An important policy decision is whether images from outside institutions should be archived. There is no one universal answer for every facility. We have seen that the average size for examination today is approximately 211 MB and that the average CD has approximately 2.3 examinations. We have noted that this trend is clearly increasing and as DVDs become more common, allowing greater storage capacity, the number of images as well as size of studies will likely increase. We are currently in the process of implementing a system in which any physician (radiologist or clinician) can request archiving as well as interpretation of an outside imaging examination. Those images not selected for archival or interpretation would be erased several months after the discharge of the patient.
The use of CDs for image exchange is pervasive, and a workflow that promotes high accuracy while not impeding clinical efficiency is critical. While there are efforts to develop systems for direct network-based image exchange, it is clear that CDs will be used for several years. Therefore, it is effort well spent to understand and address important issues in CD-based image exchange. It is also important to note that network transfer will also suffer from similar challenges, and that the process will be a bigger challenge. If a patient carries a CD, then it presents an opportunity for the patient to say “yes that is me.” With networks, the usual mechanism relies on some sort of “profiling” to match identifiers between organizations. This may be highly reliable, but it is not clear that it is perfect—reports on accuracy are currently lacking.
Given the issues with data integrity, this is a good opportunity to emphasize that since it is a relatively simple problem to produce a CD, one should make the effort to do it well. The consequences of producing an errant CD are potentially very large and can only produce embarrassment for your facility. Another part of producing a high-quality CD is to have a viewer on it that is usable by most physicians. The IHE basic image review profile is attempting to improve the standardization of the user interface elements used in viewing images. We also emphasize here that 0.1% of CDs have information for more than one patient, which likely represents a HIPAA violation, and the penalties for breaches are becoming more severe.

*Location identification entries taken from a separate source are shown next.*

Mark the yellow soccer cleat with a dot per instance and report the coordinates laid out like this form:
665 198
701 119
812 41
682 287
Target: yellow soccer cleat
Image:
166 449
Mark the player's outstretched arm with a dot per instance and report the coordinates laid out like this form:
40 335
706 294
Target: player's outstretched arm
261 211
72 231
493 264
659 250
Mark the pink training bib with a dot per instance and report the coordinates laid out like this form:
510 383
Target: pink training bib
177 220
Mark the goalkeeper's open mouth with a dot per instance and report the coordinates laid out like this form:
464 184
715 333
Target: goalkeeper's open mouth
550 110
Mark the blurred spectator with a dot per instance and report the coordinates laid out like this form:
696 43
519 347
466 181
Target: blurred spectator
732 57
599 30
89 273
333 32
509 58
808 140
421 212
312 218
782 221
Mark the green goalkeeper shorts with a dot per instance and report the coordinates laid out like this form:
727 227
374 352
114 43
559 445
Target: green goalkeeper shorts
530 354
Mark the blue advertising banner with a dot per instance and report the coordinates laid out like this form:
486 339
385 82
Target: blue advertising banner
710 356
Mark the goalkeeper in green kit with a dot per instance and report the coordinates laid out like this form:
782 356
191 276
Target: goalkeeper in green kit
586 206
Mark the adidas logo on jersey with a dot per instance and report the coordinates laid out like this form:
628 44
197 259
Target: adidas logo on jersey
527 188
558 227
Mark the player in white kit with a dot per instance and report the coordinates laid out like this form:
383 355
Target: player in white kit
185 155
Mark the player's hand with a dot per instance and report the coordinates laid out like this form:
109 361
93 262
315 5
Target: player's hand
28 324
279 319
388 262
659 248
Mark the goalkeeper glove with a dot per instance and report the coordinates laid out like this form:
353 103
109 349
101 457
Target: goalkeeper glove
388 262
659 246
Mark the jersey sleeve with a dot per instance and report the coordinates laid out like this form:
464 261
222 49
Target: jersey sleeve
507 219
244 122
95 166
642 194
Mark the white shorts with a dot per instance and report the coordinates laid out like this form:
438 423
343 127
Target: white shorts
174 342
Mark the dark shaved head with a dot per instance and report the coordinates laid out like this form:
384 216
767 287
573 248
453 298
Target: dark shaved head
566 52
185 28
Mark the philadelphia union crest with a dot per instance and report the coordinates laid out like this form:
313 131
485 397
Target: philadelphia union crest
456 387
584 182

Most would agree that CD-based image exchange is a suboptimal stop-gap measure. Transfer of images using the Internet seems a superior option [3
], but there are important challenges in realizing that goal. Some of the challenges include privacy—when images are transferred by network, one must assure that only
the individuals or organizations that should
see the images can
see the images. Encryption methods that protect the information during transfer is likely sufficient. The bigger challenge is assuring that only the right party receives the information, and that they know who it belongs to. HIPAA rules and regulations demand that this be done in a well-controlled fashion. The advantage of the CD over network is that the source hospital gives the CD to the patient, and the patient then gives the CD to whichever hospital(s) they wish, thus avoiding HIPAA concerns.
This model is now being applied to network transfer of images. There are now personal health records (PHRs) supplied by several vendors. These are designed to accept data from hospitals on a given patient. The patient may then review and give access to this information. Images can be transferred to a PHR capable of handling DICOM data. While there are some issues with this model—particularly in how a hospital might then “pull” the image data from the PHR into their system—just having a viewing capability from a PHR would be an advantage in many situations.